Omprakash is the group that organized the shipping of several boxes of books to the school last year. When I arrived last October, it was to find these boxes infested with silverfish. While about 80% were useable, the boxes also contained about 20% inappropriate (for a school library) material. Among the books were items such as Christmas coloring books, activity books with the pages worked already, books with copyright dates in the 1960's, broken, damaged and smudgy books, as well as some that put forth the worst of western values. One of the teachers at the school described the scantily clothed Princess Jasmine kissing the cartoon Prince Ali from Disney's Aladdin as "disturbing." She actually clapped her hands to her eyes!

In this culture, women cover up from neck to ankle and shoulder to wrist on a daily basis, and all have difficulty dealing wtih tourists who dress as though think they are on the beach.
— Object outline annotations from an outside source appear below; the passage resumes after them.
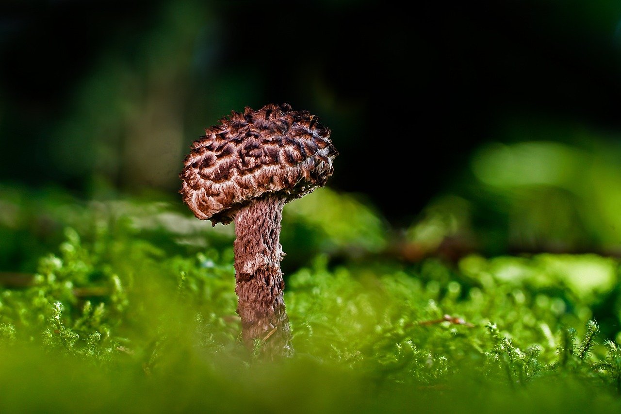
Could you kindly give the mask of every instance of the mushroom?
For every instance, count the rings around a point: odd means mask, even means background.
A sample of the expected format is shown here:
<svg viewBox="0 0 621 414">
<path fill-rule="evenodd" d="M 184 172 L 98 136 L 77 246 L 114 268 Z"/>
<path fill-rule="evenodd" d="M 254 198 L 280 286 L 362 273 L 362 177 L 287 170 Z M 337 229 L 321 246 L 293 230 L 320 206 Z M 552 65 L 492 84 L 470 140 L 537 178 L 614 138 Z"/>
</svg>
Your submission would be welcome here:
<svg viewBox="0 0 621 414">
<path fill-rule="evenodd" d="M 324 186 L 338 152 L 330 130 L 307 111 L 269 104 L 233 111 L 194 142 L 179 177 L 183 201 L 201 220 L 235 222 L 237 312 L 253 349 L 291 355 L 280 262 L 283 208 Z"/>
</svg>

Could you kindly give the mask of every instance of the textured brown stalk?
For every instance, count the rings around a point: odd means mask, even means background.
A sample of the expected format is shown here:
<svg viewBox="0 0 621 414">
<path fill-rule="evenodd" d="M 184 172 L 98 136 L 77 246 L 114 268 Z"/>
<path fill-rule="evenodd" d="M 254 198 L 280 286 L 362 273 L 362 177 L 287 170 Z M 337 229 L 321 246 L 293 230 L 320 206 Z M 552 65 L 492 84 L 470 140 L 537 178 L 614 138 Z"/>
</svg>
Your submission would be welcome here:
<svg viewBox="0 0 621 414">
<path fill-rule="evenodd" d="M 244 342 L 291 355 L 280 270 L 283 206 L 324 186 L 338 155 L 330 130 L 307 111 L 269 104 L 233 111 L 205 129 L 183 161 L 179 193 L 197 218 L 235 222 L 235 292 Z"/>
<path fill-rule="evenodd" d="M 280 270 L 284 206 L 282 198 L 265 197 L 240 209 L 235 219 L 235 293 L 242 336 L 250 348 L 256 340 L 265 340 L 261 353 L 272 357 L 293 351 Z"/>
</svg>

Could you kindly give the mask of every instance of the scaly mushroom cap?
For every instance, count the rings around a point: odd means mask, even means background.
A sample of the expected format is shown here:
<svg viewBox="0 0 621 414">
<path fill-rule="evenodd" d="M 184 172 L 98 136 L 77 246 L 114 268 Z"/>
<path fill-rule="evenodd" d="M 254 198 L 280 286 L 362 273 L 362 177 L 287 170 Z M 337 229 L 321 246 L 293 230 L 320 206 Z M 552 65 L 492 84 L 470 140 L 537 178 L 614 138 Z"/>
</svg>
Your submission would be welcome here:
<svg viewBox="0 0 621 414">
<path fill-rule="evenodd" d="M 184 202 L 197 218 L 227 224 L 253 199 L 288 203 L 324 186 L 338 152 L 318 121 L 288 104 L 232 111 L 192 145 L 179 175 Z"/>
</svg>

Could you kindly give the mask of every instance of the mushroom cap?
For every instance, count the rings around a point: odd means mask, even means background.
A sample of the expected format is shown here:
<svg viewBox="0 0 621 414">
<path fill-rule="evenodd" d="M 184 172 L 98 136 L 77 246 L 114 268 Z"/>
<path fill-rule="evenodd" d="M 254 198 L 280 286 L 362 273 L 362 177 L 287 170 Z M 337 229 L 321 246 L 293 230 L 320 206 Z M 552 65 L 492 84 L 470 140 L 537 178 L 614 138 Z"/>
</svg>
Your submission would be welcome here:
<svg viewBox="0 0 621 414">
<path fill-rule="evenodd" d="M 307 111 L 269 104 L 232 111 L 194 142 L 179 175 L 184 202 L 201 220 L 227 224 L 267 195 L 285 203 L 325 185 L 338 152 Z"/>
</svg>

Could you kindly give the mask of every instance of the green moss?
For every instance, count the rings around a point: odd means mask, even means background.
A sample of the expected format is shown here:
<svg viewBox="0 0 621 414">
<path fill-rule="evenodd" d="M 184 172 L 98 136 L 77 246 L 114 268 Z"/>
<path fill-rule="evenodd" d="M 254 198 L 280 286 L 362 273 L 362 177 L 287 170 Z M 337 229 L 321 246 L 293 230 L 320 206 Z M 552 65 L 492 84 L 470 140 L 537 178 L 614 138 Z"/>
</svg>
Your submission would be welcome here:
<svg viewBox="0 0 621 414">
<path fill-rule="evenodd" d="M 268 364 L 240 341 L 229 236 L 206 226 L 188 243 L 194 230 L 136 213 L 182 216 L 140 205 L 71 216 L 36 272 L 0 292 L 4 411 L 621 408 L 617 331 L 592 318 L 621 303 L 614 259 L 318 253 L 287 275 L 296 354 Z"/>
</svg>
Married people don't hold hands or otherwise display affection in public. Unmarried people wouldn't even consider it. People who work with the NGO's here know this. There is even a brochure that you are given at the airport when you arrive on the local cultural values and appropriate attire. Nonetheless, I am met with some defensiveness about why some of the donated books are in the "junk box." We'll see how this pans out.

One of our philosophical differences is that I think that to send some of this stuff is just culturally insensitive- even if some Ladakhi kids do have access to TV, and may have seen Disney cartoons someplace. The Ladakhi people aren't naive, and I'm sure they are capable of deciding which western imports are junk and which are not. I don't harbor any fantasies about preserving some sort of Shangri-la that is cut off from the modern world, but I sure hate to be a party to the proliferation of the nastier western stuff, like rampant consumerism.

Tamara has been coming here longer than I, and her kids at Siddhartha School don't seem to have a problem with Babysitters Club, and the like. So we compromise- some books go, some stay. Good-bye, "Don't Get Mad Get Even." Good-bye, "Goosebumps." Good-bye, half-naked Disney babes.